The US Federal Open Market Committee kept its policy rates unchanged at 5.25-5.5 percent, maintaining the rate gap between South Korea and the US at up to 2 percentage points. The Bank of Korea’s current base rate stands at 3.5 percent.
“The FOMC decision shows high rates could prolong, which could lead to heightened uncertainty of the global economy,” Choo said during a meeting with Bank of Korea Gov. Rhee Chang-yong and other officials Thursday.
“Though Fed Chair Jerome Powell said the Fed will decide on the monetary policy stance considering the economic, financial circumstances, he did not rule out the possibility of a further rate hike, saying the restrictive rates will be maintained until inflation eases out,” Choo said.

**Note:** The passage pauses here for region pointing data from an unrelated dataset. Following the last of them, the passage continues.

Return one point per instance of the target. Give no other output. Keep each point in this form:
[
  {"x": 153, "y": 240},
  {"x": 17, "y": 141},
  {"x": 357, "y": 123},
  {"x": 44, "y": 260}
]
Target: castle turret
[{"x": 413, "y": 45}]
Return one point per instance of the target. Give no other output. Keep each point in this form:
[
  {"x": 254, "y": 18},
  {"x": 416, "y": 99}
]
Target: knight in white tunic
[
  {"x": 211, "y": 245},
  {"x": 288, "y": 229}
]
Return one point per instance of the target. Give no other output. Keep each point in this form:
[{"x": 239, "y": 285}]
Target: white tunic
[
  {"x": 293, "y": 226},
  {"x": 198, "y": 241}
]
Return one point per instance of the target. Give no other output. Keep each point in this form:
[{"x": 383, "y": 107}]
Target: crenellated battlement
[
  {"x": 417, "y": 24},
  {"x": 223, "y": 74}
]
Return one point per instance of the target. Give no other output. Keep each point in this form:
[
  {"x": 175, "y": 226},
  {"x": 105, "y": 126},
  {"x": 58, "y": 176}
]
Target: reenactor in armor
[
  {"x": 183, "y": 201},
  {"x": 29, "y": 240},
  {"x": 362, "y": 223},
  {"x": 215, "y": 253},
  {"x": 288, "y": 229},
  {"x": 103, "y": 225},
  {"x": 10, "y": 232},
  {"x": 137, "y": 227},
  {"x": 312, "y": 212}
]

Despite the escalating uncertainty in the global financial market, Choo said the local financial market had become relatively stabilized.

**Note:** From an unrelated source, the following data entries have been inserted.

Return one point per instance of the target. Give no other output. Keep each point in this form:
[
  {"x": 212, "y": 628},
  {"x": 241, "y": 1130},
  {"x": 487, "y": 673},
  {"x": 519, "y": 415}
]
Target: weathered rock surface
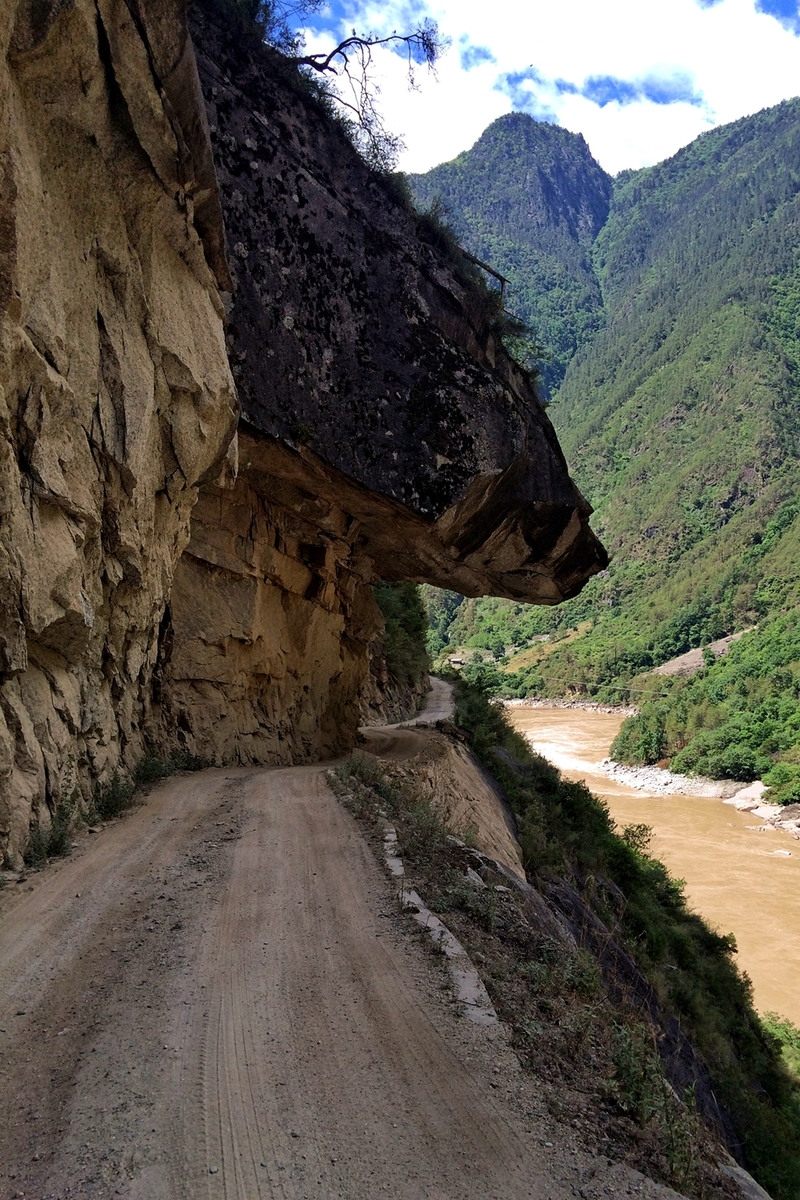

"Foreigners’ investment in the local stock market has been strong. The currency rates have been stable compared to major nations, and also the equity and bond market in overall,” Choo said.
The central bank of Korea also projected that the Fed could further raise the rate this year.
“Though the Fed decided to freeze the policy rate, it left room for a further rate hike within this year and moved up the projection for the rates in the end of next year, signaling it will maintain its monetary tightening stance," BOK Deputy Gov. Lee Seung-heon said in a separate meeting.
Lee further expressed concern about surging international oil prices. With the production cut decision from major oil producers, the prices of crude oil reached annual highs in the global market earlier this week.
"The recent upward trend in oil prices could put additional inflationary pressure on the economy," Lee said.
As Lee pointed out, inflation has been rebounding in Korea. After staying in the 2 percent range for few months, Korea’s consumer prices growth in August rose on-year to 3.4 percent. Earlier this month, the BOK said though it had expected the inflation to rebound from last month, the pace exceeded the expectation.
With the Fed signaling an extended period of high rates, market watchers view the BOK is likely to maintain a hawkish tone. Though BOK Gov. Rhee has repeatedly stressed Korea does not have to “mechanically” follow the Fed’s rate decision, the rate gap puts pressure on the Korean economy.
“It has become more likely that the BOK will maintain high rates for longer. The monetary policy board is likely to keep the terminal rate at 3.75 percent for a considerable period of time,” economist Ha Keon-hyeong from Shinhan Securities said.
“Though Korea’s economic growth is weaker than that of the US, the BOK also requires higher rates for longer considering the rate of inflation and the increasing household debt,” Ha said.
“With the US Fed unlikely to cut rates soon, it may be difficult for Korea to lower the rates in the first half of next year," said Yoon Yeo-sam, an analyst at Meritz Securities, who also predicted Korea's rate cut to come sometime in July next year.
With the US Fed hinting on tighter policy through earlier next year, Korea’s financial market remained slow Thursday.
Korea's benchmark Kospi closed at 2,514.97 points, 1.75 percent lower than the previous closing day. The secondary bourse Kosdaq closed at 860.68 points, down 2.5 percent.
The Korean won weakened to 1,339.7 won against the US dollar, 9.6 won higher than the previous day. It surpassed 1,340 won during trading hours for the first time in a month since Aug. 23, reaching 1,342.2 won.
The Bank of Korea is set to hold its next rate-setting meeting on Oct. 19.